»Der Schnupfen ist besser, weil glaubhaft. Ich bin selber bereit, ihm Glauben zu schenken. Sogar in den Kategorien des Naturalismus und der naiven Glaubwürdigkeit ist das besser gelungen. Und dass ich an dieser Idee hänge, kommt einfach daher, dass ich schon immer eine manische Beziehung dazu hatte, was Unvorhergesehenes, was Koinzidenz, blinder Zufall oder Schicksal bewirken können.« (Stanislaw Lem über seinen Roman »Der Schnupfen«)

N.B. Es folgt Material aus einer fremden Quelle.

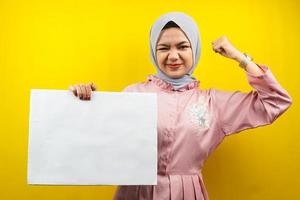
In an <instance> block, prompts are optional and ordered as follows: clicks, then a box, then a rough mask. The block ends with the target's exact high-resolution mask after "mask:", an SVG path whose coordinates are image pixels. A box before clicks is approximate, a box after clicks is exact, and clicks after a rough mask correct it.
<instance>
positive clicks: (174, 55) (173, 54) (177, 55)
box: [168, 50, 179, 61]
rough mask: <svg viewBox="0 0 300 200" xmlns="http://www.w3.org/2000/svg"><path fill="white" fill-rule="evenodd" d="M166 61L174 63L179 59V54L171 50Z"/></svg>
mask: <svg viewBox="0 0 300 200" xmlns="http://www.w3.org/2000/svg"><path fill="white" fill-rule="evenodd" d="M168 59H169V60H170V61H176V60H178V59H179V53H178V51H177V50H171V51H170V53H169V55H168Z"/></svg>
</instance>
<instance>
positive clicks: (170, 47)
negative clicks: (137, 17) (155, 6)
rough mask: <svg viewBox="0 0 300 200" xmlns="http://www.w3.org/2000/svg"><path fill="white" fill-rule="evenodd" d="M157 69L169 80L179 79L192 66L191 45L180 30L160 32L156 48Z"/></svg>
mask: <svg viewBox="0 0 300 200" xmlns="http://www.w3.org/2000/svg"><path fill="white" fill-rule="evenodd" d="M156 58H157V64H158V66H159V69H160V70H161V71H162V72H163V73H164V74H166V75H167V76H169V77H170V78H181V77H182V76H184V75H185V74H187V73H188V72H189V71H190V69H191V68H192V66H193V51H192V47H191V44H190V42H189V40H188V38H187V37H186V35H185V34H184V32H183V31H182V30H181V29H180V28H167V29H164V30H162V32H161V34H160V37H159V38H158V42H157V46H156Z"/></svg>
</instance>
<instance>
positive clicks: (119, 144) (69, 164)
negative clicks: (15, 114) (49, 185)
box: [27, 89, 157, 185]
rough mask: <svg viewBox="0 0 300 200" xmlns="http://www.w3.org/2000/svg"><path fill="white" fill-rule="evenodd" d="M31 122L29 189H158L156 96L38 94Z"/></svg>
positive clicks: (116, 92)
mask: <svg viewBox="0 0 300 200" xmlns="http://www.w3.org/2000/svg"><path fill="white" fill-rule="evenodd" d="M29 121H30V122H29V145H28V177H27V178H28V183H29V184H47V185H156V179H157V96H156V94H154V93H126V92H93V94H92V100H91V101H82V100H79V99H78V98H76V97H74V96H73V94H72V93H71V92H69V91H66V90H40V89H32V90H31V94H30V120H29Z"/></svg>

Die Werke des polnischen Autors Stanislaw Lem leben von seiner phantasievollen Sprache und dem schier unerschöpflichen Ideenreichtum. Er befasste sich überwiegend mit Science-Fiction-Themen. Kaum jemand, der »Solaris« oder die »Sterntagebücher« nicht kennt. Lems Publikationen wurden in 57 Sprachen übersetzt und mehr als 45 Millionen Mal verkauft. Als einer der meistgelesenen Science-Fiction-Autoren mochte er diese Schublade wegen seiner Vielseitigkeit nicht. Seine zahlreichen Wortspiele und -neuschöpfungen ließen die Köpfe der Übersetzer rauchen. Klaus Staemmler hat in dem vorliegenden Band ganze Arbeit geleistet, sorgt er doch mit seiner Übertragung aus dem Polnischen für anregenden und flüssigen Lesegenuss und lässt den Stern von Lems metaphernreiche Sprache leuchten.

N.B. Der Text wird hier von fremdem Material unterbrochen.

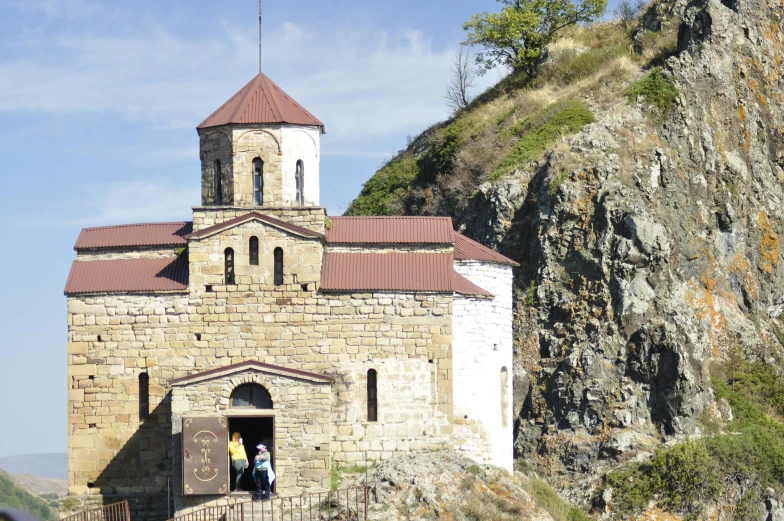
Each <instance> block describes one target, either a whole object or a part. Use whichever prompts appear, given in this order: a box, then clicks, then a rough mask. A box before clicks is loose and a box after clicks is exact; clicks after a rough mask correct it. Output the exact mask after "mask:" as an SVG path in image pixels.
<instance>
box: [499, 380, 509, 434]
mask: <svg viewBox="0 0 784 521" xmlns="http://www.w3.org/2000/svg"><path fill="white" fill-rule="evenodd" d="M508 415H509V371H508V370H507V369H506V366H503V367H502V368H501V427H507V426H508V425H509V420H508Z"/></svg>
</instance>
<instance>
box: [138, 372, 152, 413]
mask: <svg viewBox="0 0 784 521" xmlns="http://www.w3.org/2000/svg"><path fill="white" fill-rule="evenodd" d="M149 418H150V377H149V376H147V373H139V421H140V422H143V421H147V420H148V419H149Z"/></svg>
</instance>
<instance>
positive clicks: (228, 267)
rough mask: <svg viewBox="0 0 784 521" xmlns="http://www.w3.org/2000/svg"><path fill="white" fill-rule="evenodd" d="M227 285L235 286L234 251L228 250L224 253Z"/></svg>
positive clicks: (224, 263)
mask: <svg viewBox="0 0 784 521" xmlns="http://www.w3.org/2000/svg"><path fill="white" fill-rule="evenodd" d="M223 260H224V278H225V281H226V282H225V284H226V285H230V284H234V250H233V249H231V248H226V250H225V251H224V252H223Z"/></svg>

Sich heute auf eine von seinen Zukunftsgeschichten von einst einzulassen, bedeutet vierzig Jahre später einen vermeintlichen Gegenwartsroman zu lesen. Man gerät gleich zu Beginn gemeinsam mit dem Protagonisten aus dem Roman »Der Schnupfen« mitten in einen verrückten Terroranschlag auf einem Flughafen, dessen ausgeklügelte Technik keinen Anschlag zulassen sollte. Schön, dass diese Geschichte dank der »ZEIT-Bibliothek der verschwundenen Bücher« weiterhin graue Leserzellen vor Freude hüpfen lässt. Und das wegen banaler Zufälle, die in Neapel fast ein Dutzend Kurgäste im besten Alter das Leben kosteten. Alle sind Männer, Ausländer, allein reisend, Allergiker und haben Schwefelbäder besucht. Alle litten unter Anzeichen von Wahnvorstellungen und begingen danach Selbstmord.

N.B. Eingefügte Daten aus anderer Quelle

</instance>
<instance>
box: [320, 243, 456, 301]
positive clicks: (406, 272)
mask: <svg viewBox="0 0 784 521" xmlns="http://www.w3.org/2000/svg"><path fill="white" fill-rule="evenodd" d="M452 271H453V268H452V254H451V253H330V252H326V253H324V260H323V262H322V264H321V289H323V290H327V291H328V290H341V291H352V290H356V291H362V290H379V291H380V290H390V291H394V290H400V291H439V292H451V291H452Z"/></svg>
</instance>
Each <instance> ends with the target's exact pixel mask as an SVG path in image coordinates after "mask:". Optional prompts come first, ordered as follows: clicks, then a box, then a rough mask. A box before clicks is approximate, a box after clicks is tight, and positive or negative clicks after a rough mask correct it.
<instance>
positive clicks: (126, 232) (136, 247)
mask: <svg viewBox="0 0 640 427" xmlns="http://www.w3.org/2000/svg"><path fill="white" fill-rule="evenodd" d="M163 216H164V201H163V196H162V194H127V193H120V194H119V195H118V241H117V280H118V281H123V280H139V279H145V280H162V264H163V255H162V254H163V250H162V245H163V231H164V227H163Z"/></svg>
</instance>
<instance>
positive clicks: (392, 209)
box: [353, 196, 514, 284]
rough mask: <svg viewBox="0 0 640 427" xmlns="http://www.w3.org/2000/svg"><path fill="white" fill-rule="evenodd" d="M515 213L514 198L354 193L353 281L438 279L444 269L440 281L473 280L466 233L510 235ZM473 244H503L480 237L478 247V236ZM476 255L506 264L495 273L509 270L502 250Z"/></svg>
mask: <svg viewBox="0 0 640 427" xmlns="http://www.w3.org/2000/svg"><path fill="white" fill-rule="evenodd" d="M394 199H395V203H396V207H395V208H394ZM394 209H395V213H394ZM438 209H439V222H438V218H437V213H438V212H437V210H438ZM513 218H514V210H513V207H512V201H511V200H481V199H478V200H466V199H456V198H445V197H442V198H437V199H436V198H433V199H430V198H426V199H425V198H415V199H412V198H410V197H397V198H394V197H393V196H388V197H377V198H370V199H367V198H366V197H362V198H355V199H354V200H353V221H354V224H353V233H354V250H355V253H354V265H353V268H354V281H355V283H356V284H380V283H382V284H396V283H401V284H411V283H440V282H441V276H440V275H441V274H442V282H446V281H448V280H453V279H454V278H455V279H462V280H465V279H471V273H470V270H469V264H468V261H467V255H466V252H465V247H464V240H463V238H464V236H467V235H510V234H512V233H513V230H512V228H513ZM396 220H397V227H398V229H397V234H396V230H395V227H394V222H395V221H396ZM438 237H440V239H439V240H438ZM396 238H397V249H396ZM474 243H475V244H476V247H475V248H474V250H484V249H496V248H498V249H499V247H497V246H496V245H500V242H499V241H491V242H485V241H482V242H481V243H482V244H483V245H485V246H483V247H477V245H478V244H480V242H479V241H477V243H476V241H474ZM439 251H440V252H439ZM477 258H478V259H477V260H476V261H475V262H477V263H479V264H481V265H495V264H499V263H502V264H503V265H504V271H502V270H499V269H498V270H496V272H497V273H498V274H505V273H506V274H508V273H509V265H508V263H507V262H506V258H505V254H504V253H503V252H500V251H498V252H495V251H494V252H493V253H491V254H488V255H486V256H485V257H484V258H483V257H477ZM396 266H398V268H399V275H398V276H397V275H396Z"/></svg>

Der Ich-Erzähler und ehemalige Astronaut George L. Simpson (er heißt in Wirklichkeit John) schlüpft in die Rolle eines Mr. Adams und soll dessen Reise nachvollziehen. Dies bringt zunächst jedoch kein Licht ins Dunkel der mysteriösen Todesfälle. John denkt bereits ans Aufgeben. Als er in Paris den Problemanalytiker Dr. Philip Barth aufsucht, nimmt die Geschichte wieder Fahrt auf. Barth befasst sich mit der elektronischen Lösung von Kriminalfällen und erfährt von dem mysteriösen Fall. Der Leser wird immer weiter in die widersprüchlichen Tatsachen hineingezogen, sein Mitdenken wird regelrecht herausgefordert. Wer an die Grenzen seiner logischen Auffassungsgabe gerät, liest trotzdem weiter. Die harte Nuss der Aufklärung wird zum reinen Lesevergnügen, so unbefriedigend am Ende die Frage nach dem Sinn der Erkenntnissuche auch sein mag. Eine Verkettung unwahrscheinlicher Ereignisse kann mit großer Wahrscheinlichkeit zum Tode führen, genügend Erprobungen vorausgesetzt. Wie viele Versuche bleiben dem ehemaligen Astronauten auf der Erkundung seiner selbst bis zur Lösung des Rätsels? Welches Risiko ist er während seiner philosophischen Erkundung der modernen Welt bereit einzugehen?
Die Auflösung des hochspannenden Krimis entpuppt sich als statistischer Zufall. Lems Sicht auf den Kosmos der technologischen Entwicklungen wirbelt die Gedankengänge des Lesers gehörig durcheinander. Als sei das Zeitgefühl ausgeschaltet, entstehen Bilder einer aus den Fugen geratenen Gesellschaft im Kopf. Diese Magie ist unwiderstehlich und wird mit der schicken Ausgabe in Halbleinen mit Lesebändchen neue Anhänger generieren.